Anonymous 0 Comments

There’s a lot of soldiers inside you. Usually they neutralize enemies without us knowing, sometimes they need backup forces like antibiotics. Sometimes the soldiers get confused and attack each other, so we need generals to go in (like pred) who tell the soldiers to stand down. When you have an autoimmune disorder, the soldiers are particularly prone to confusion, so you need to send a UN general in daily to clarify the orders.

Anonymous 0 Comments

Your immune system causes inflammation in response to outside threats.

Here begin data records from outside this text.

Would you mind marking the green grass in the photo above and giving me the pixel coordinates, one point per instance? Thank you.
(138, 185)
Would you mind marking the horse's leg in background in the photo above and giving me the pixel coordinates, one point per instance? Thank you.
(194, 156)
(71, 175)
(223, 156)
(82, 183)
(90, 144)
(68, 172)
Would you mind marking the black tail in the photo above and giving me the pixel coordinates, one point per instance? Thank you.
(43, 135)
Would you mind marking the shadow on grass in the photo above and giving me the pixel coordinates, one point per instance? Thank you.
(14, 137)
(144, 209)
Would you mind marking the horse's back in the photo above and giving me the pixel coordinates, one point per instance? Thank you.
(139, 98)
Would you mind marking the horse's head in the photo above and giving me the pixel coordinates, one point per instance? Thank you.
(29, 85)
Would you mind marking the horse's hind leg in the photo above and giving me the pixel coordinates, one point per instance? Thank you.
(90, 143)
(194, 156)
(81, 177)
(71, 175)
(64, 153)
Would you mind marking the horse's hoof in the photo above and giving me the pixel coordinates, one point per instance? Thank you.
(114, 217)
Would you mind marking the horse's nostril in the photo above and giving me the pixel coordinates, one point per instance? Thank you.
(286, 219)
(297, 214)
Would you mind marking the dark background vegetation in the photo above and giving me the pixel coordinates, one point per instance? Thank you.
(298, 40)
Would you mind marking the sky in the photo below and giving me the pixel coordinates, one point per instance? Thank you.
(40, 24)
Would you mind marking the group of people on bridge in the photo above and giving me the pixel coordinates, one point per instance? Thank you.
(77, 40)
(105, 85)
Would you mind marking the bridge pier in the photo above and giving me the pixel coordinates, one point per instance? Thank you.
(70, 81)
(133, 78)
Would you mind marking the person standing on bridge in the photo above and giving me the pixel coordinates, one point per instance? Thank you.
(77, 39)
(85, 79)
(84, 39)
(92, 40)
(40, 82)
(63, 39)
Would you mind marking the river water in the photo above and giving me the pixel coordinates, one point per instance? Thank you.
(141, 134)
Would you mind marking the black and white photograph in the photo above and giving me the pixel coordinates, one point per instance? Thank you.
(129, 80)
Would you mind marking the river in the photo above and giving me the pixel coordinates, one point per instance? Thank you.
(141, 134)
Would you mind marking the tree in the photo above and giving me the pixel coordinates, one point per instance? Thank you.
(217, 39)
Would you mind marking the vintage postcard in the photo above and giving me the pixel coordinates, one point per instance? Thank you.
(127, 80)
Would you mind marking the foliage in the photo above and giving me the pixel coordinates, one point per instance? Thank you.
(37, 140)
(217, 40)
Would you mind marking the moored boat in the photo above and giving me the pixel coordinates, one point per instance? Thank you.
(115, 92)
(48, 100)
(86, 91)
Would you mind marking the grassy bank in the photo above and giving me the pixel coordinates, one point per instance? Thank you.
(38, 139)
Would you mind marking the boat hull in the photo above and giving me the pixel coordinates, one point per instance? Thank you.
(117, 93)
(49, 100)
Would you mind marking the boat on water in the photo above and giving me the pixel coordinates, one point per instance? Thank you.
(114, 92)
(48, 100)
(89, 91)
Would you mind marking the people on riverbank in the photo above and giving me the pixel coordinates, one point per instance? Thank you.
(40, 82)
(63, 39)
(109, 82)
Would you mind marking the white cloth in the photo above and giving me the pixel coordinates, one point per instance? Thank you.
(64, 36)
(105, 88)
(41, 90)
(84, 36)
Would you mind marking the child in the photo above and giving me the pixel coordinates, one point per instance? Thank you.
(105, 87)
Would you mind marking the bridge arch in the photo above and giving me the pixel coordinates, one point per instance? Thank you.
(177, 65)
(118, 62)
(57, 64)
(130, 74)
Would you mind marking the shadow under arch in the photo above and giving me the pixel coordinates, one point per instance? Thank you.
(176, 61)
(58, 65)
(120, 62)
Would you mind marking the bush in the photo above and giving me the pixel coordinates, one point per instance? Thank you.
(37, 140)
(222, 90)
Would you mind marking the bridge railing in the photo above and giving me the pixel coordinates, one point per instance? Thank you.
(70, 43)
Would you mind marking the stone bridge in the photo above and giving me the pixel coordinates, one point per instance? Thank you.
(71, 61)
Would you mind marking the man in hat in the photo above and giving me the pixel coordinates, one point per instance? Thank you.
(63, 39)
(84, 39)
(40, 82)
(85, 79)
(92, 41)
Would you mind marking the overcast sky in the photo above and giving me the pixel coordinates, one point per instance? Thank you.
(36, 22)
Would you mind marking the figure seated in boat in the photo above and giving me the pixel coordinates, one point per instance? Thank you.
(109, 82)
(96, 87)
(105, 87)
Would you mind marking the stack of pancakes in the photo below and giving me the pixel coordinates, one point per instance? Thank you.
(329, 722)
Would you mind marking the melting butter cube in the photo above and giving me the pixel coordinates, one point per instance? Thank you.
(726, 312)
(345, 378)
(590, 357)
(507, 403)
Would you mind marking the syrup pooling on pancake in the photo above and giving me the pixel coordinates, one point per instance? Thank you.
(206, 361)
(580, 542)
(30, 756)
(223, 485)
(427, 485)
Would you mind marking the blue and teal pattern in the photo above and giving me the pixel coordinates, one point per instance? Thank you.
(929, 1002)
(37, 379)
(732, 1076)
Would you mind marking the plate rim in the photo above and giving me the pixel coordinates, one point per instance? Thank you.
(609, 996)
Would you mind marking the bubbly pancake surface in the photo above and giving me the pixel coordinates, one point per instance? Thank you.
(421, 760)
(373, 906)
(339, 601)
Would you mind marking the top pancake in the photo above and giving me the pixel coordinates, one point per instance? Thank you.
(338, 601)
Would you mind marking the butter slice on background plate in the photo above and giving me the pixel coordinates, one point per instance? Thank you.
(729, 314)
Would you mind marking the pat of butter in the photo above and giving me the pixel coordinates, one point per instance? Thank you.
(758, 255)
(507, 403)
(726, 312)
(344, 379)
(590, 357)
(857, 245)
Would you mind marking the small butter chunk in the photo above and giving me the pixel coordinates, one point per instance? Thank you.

Sometimes your body can over react and creates an immune response to a normal bodily function.

This is why prednisone is a typical treatment for a lot of autoimmune diseases – it lowers your immune response.

Anonymous 0 Comments

Imagine a high-class club with a bouncer who has a list of everyone allowed to come in and everyone who’s been blackballed. You’re on the blackball list? You get beat up and driven to the desert. Imagine that some trickster managed to edit it so that an important VIP was removed from the good list and put on the bad list. Despite their insistence that they were invited, they get beat up and sent to the desert.

Immune cells have a list of chemical markers that they use to recognize friendly body cells and foreign invaders. If one of the body cell markers gets put on the wrong list, the cells that carry them get attacked by the immune system as though it’s some big bad pathogen. When that happens on a large scale, we get an autoimmune disease.